If we manually mount the pod_template_file in the right location AIRFLOW__KUBERNETES_EXECUTOR__POD_TEMPLATE_FILE
, then everything works as expected.
This is the chart adding the pod_template_file in the scheduler, but this entry is missing from the webserver chart. However, the official Ariflow charts are indeed adding the pod_template_file to the webserver as well.
Expected Behaviour -
For Plugins that runs on Airflow Web Servers and create DAGs on the fly (programmatically), It should pick up the right pod template file with correct serviceAccount name and dags and logs directory mounted.
Actual Behaviour -
New Kubernetes Pod that spins up for DAGs generated via plugin running on Airflow webServer spins up with default service account name and does not have airflow environment variables (it does not use the pod_template.yaml file associated with scheduler pod).
Alternatives/workarounds -
Currently, we did manage to get a static work around available by passing extraVolumes
and extraVolumeMounts
for web server but since the name of ConfigMap is derived from helm release name, this is not a suggested work around to get things going!

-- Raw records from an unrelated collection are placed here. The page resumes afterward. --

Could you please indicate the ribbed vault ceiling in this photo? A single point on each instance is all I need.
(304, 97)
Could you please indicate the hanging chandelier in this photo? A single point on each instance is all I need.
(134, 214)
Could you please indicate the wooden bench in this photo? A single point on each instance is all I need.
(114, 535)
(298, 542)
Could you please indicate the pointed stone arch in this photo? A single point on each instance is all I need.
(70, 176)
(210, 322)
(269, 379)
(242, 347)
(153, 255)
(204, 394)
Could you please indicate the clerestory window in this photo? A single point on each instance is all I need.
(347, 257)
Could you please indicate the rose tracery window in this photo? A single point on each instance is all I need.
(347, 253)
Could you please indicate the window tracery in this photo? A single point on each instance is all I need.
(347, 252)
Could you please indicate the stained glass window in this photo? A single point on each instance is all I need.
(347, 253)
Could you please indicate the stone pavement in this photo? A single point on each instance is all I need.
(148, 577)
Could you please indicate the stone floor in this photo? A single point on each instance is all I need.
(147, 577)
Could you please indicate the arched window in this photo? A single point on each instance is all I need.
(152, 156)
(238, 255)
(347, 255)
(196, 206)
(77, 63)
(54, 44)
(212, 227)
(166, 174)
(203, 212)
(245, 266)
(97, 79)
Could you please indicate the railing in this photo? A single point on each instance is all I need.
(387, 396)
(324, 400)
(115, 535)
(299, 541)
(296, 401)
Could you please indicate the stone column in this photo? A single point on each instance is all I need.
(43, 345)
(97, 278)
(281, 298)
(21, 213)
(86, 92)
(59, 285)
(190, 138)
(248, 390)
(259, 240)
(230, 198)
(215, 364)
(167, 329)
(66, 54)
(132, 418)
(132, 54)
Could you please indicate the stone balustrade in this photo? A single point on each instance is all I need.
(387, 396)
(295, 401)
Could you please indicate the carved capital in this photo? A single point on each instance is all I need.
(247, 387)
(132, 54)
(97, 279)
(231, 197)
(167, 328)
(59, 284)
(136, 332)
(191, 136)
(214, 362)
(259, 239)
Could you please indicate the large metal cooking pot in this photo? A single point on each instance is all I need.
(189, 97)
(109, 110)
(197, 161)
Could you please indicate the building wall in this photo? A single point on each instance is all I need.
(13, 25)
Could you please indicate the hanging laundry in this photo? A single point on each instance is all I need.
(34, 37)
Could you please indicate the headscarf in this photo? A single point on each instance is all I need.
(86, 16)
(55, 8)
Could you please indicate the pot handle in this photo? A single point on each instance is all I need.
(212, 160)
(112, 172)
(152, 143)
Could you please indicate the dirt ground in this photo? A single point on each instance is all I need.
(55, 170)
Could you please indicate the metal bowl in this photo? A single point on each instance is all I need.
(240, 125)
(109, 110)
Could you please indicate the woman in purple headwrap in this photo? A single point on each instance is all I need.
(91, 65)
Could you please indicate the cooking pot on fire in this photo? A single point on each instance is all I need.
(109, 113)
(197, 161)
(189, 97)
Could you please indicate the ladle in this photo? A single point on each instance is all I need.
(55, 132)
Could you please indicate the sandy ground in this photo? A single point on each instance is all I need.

It would be great to take a look here and add the ConfigMap baked in with the helm charts.
Relevant Logs
No logs to detect this! Just trial and error.
Custom Helm Values
airflow:
image:
repository: docker.getcollate.io/openmetadata/ingestion
tag: 1.0.0
pullPolicy: "IfNotPresent"
executor: "KubernetesExecutor"
config:
# This is required for OpenMetadata UI to fetch status of DAGs
AIRFLOW__API__AUTH_BACKENDS: airflow.api.auth.backend.basic_auth
# OpenMetadata Airflow Apis Plugin DAGs Configuration
AIRFLOW__OPENMETADATA_AIRFLOW_APIS__DAG_GENERATED_CONFIGS: "/opt/airflow/dags"
# OpenMetadata Airflow Secrets Manager Configuration
AIRFLOW__OPENMETADATA_SECRETS_MANAGER__AWS_REGION: ""
AIRFLOW__OPENMETADATA_SECRETS_MANAGER__AWS_ACCESS_KEY_ID: ""
AIRFLOW__OPENMETADATA_SECRETS_MANAGER__AWS_ACCESS_KEY: ""
users:
- username: admin
password: admin
role: Admin
email: spiderman@superhero.org
firstName: Peter
lastName: Parker
web:
readinessProbe:
enabled: true
initialDelaySeconds: 60
periodSeconds: 30
timeoutSeconds: 10
failureThreshold: 10
livenessProbe:
enabled: true
initialDelaySeconds: 60
periodSeconds: 30
timeoutSeconds: 10
failureThreshold: 10
postgresql:
enabled: false
workers:
enabled: false
flower:
enabled: false
redis:
enabled: false
externalDatabase:
type: mysql
host: mysql
port: 3306
database: airflow_db
user: airflow_user
passwordSecret: airflow-mysql-secrets
passwordSecretKey: airflow-mysql-password
serviceAccount:
create: true
name: "airflow"
scheduler:
logCleanup:
enabled: false
dags:
persistence:
enabled: true
# NOTE: "" means cluster-default
storageClass: ""
size: 1Gi
accessMode: ReadWriteMany
logs:
persistence:
enabled: true
# empty string means cluster-default
storageClass: ""
accessMode: ReadWriteMany
size: 1Gi
This issue has been automatically marked as stale because it has not had activity in 60 days.
It will be closed in 7 days if no further activity occurs.
Thank you for your contributions.
Issues never become stale if any of the following is true:
- they are added to a Project
- they are added to a Milestone
- they have the
lifecycle/frozen
label
Hey Team, want to follow up here! Is this something that can be added as part of enhancements to Airflow-Helm Community Charts ?
This issue has been automatically marked as stale because it has not had activity in 60 days.
It will be closed in 7 days if no further activity occurs.
Thank you for your contributions.
Issues never become stale if any of the following is true:
- they are added to a Project
- they are added to a Milestone
- they have the
lifecycle/frozen
label
@akash-jain-10 As far as I know, the existing airflow.kubernetesPodTemplate.*
values work correctly to template the AIRFLOW__KUBERNETES__POD_TEMPLATE_FILE
file.
We also provide the airflow.kubernetesPodTemplate.stringOverride
value to override the full template with a custom string value, if required.
Hello @thesuperzapper - The kubernetesPodTemplate seems to be only mounted with scheduler and not with webserver. Is this intentional ? Any custom Plugin that relies on the kubernetes Pod Template on the webserver pod seems to be failing for us!